I was talking with my friend Bogdan Darev, Producer at Itchy Rodent Films and writer/director/creator of the documentary Kaval Park about this very subject. “I’ve had that discussion with my wife many times,” he said as he shook his head. “Whenever she would go on these crazy hikes or rock climbing trips, I used to get so mad. I couldn’t understand why she would take those risks when she has a family.”

 

Bogdan and his wife have since worked through many of these concerns, but surely the fear remains and that will always be the case. I proceeded in the conversation to suggest to Bogdan that it was equally reckless and adventurous to pursue artistic professions when you have a family to provide for, to which he gave a thoughtful nod before chuckling. “I guess that’s a good point. I never thought of it like that,” he said. 

 

And it’s true. All of us in the literary, music, film, and art worlds live in a constant state of looking for the next gig, the next story, the next contract, knowing that every opportunity is as fickle and uncertain as the last. You can write the best story of your career and, due to a mountain of circumstances that may be out of your control, sell fewer copies and meet less success. 

 

Any ‘flop’ project can damage your credibility and chances of selling in the future. Not to mention, we face constant rejection and trepidation on a day-to-day basis just by creating art and putting ourselves out there for the whole world to see and judge. 

 

Sorry Mom and Dad, I really didn’t make any of this easy on you. It would have been much simpler for those who care about me if I had just been a non-adventurous father of a family with a stable career that pays well.
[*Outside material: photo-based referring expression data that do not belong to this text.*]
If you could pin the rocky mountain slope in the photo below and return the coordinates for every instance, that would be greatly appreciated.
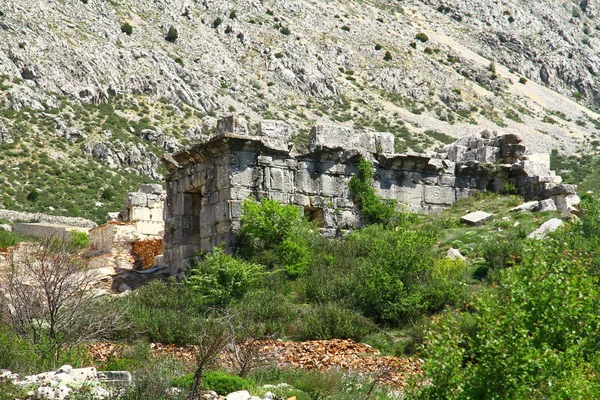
(92, 92)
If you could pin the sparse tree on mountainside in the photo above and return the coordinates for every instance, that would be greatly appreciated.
(48, 298)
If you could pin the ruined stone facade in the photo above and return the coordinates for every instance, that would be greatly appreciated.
(208, 183)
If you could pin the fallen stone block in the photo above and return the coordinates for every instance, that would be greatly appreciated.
(546, 205)
(529, 206)
(549, 226)
(454, 254)
(476, 218)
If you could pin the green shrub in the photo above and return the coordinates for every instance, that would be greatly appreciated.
(126, 28)
(276, 235)
(172, 34)
(165, 312)
(220, 382)
(537, 332)
(331, 321)
(422, 37)
(220, 278)
(8, 238)
(265, 313)
(223, 383)
(80, 239)
(373, 209)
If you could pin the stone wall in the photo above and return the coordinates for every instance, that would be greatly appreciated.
(208, 183)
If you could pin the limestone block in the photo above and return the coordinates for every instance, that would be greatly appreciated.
(300, 200)
(348, 219)
(235, 209)
(151, 188)
(243, 177)
(528, 206)
(232, 124)
(275, 129)
(412, 195)
(222, 211)
(546, 205)
(447, 180)
(276, 179)
(279, 196)
(223, 227)
(549, 226)
(332, 185)
(457, 153)
(136, 199)
(563, 189)
(487, 155)
(139, 214)
(439, 195)
(476, 218)
(265, 160)
(238, 193)
(305, 184)
(332, 137)
(155, 201)
(156, 214)
(83, 374)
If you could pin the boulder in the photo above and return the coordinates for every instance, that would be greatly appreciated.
(275, 129)
(454, 254)
(239, 395)
(476, 218)
(549, 226)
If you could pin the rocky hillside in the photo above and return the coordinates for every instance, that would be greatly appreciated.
(94, 91)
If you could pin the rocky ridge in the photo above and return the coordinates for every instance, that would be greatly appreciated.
(81, 89)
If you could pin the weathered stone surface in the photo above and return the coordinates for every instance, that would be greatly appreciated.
(454, 254)
(275, 129)
(476, 218)
(547, 227)
(202, 213)
(528, 206)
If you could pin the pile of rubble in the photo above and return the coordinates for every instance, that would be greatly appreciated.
(343, 354)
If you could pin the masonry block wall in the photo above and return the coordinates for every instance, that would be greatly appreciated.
(208, 183)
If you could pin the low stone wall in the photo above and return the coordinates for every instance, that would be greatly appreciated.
(208, 183)
(18, 216)
(41, 230)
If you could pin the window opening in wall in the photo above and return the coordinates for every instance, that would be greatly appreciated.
(192, 201)
(315, 214)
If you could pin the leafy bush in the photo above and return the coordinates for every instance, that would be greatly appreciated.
(172, 34)
(223, 383)
(331, 321)
(220, 279)
(373, 209)
(536, 334)
(422, 37)
(127, 28)
(165, 312)
(276, 235)
(265, 313)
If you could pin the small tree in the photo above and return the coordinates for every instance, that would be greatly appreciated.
(48, 298)
(172, 34)
(127, 28)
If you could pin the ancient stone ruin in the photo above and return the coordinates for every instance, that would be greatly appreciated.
(208, 182)
(131, 240)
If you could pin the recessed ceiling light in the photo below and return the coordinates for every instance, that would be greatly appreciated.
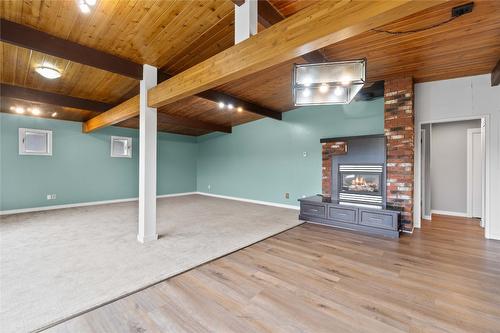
(85, 5)
(307, 81)
(338, 91)
(47, 71)
(323, 88)
(84, 8)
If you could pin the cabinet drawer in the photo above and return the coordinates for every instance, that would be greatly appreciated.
(342, 215)
(379, 220)
(313, 210)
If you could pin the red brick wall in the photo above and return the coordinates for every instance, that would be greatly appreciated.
(330, 149)
(399, 131)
Alas… that’s the opposite of what happened. 


 

So anyway, how can we use all of this as writers? 

 

We can use anything that allows us to heighten tension, raise stakes, and challenge our characters with conflict. The fear of never hearing from a loved one again is as prevalent a conflict as anything occurring out there in the ‘a-story’ adventure. One thing I’ve been trying to do lately is take that story of home, that story of those waiting in the wings as the ‘real’ action unfolds, and diving into their phycological and physical states.

 

I’m doing this because I don’t believe that their tension is any less effective to the story. I don’t believe that those characters are any less worthy just because they might not swing as many swords or jump off as many towering cliffs, or save any princes or princesses from the proverbial dragon. I want to see that struggle of the wait, of the not knowing, of the silent phone that you hope will ring and dread in the ringing all at once. There’s some real good slow-burn horror to be mined from those emotions and I’m enjoying the exploration. 

 

 

Keep adventuring and respect those who support you doing it! 

 

I hope this article inspires you to explore the inherent horror in ‘those the adventure leaves behind.’ And I hope that nobody is dissuaded from pursuing their own adventures in the outdoors or in their professions, either. Just as fear and consequence are part of climbing and exploring, and writing, and making art—so too are they a requisite price for those loved ones who choose to be major parts of our lives. 

 

Those consequences, that fear, are not inherently bad. In fact, I’d argue that they largely make those things worth doing. Everything worth having has a price, and you just have to make sure you’re willing to pay the price and that those supporting you truly know what they’re signing up for. At the end of the day, adventure is worth the cost. At least it always has been to me.

 

 My friends and family understand this and support me anyway. I am eternally grateful to them for that sacrifice. 

 

On that note, I leave you with another quote from Paula Viesturs: 

 

“Ed’s a mountain climber. I knew that when I married him and though it can be really hard at times, he wouldn’t be the man I love without that part of himself.” 

 

I know I’m not the first person to think of all this, but I do feel this is a somewhat under-explored topic. If ya’ll have good suggestions of books or movies that explore these themes well, please feel free to reach out and get some stuff on my TBR/TBW! Until next time, my fellow horror fanatics, that’s all for me.


 

Some further suggestions about this subject from me:   

 

“A Long Night Waiting for the Phone to Ring” a Seattle Times article by Ron Judd

 

The Vertical Mind a psychology novel by Don Mcgrath, PhD

 

No Shortcuts to the Top an autobiography by Ed Viesturs 

 

The Alpinist a documentary by Sender Films

 

Into the Wild a biographical novel by Jon Krakauer 

 

The Fifty a YouTube series with extreme mountaineer/skier Cody Townsend 

 

Touching the Void an autobiography by Joe Simonsen 

 

Echo a horror novel by Thomas Olde Heuvelt   

 

The Girl Who Goes Alone a poem by Elizabeth Austen 


 

More About Clay Vermulm


Clay Vermulm is a Montana-born, Washington-based writer of horror and fantasy. In 2022, Clay officially began his full-time writing journey by publishing his first novella, Crevasse. Since then, he has been published by Sleyhouse, Grendel Press, and is forthcoming in Jennifer Brozek's 99 Fleeting Fantasies. Clay is also an avid member of the horror writing community. He is a program coordinator for the Seattle HWA, secretary of the Cascade Writers, staff member of Grendel Press, and a staff writer for two magazines: True Northwest and Providence Forum. On the rare occasions he isn't reading or writing, Clay is usually climbing rocks, surfing waves, or playing board games with his wonderful wife, Deanna. If you'd like to learn more or be a bigger part of Clay's writing journey, come over to his substack and join the party!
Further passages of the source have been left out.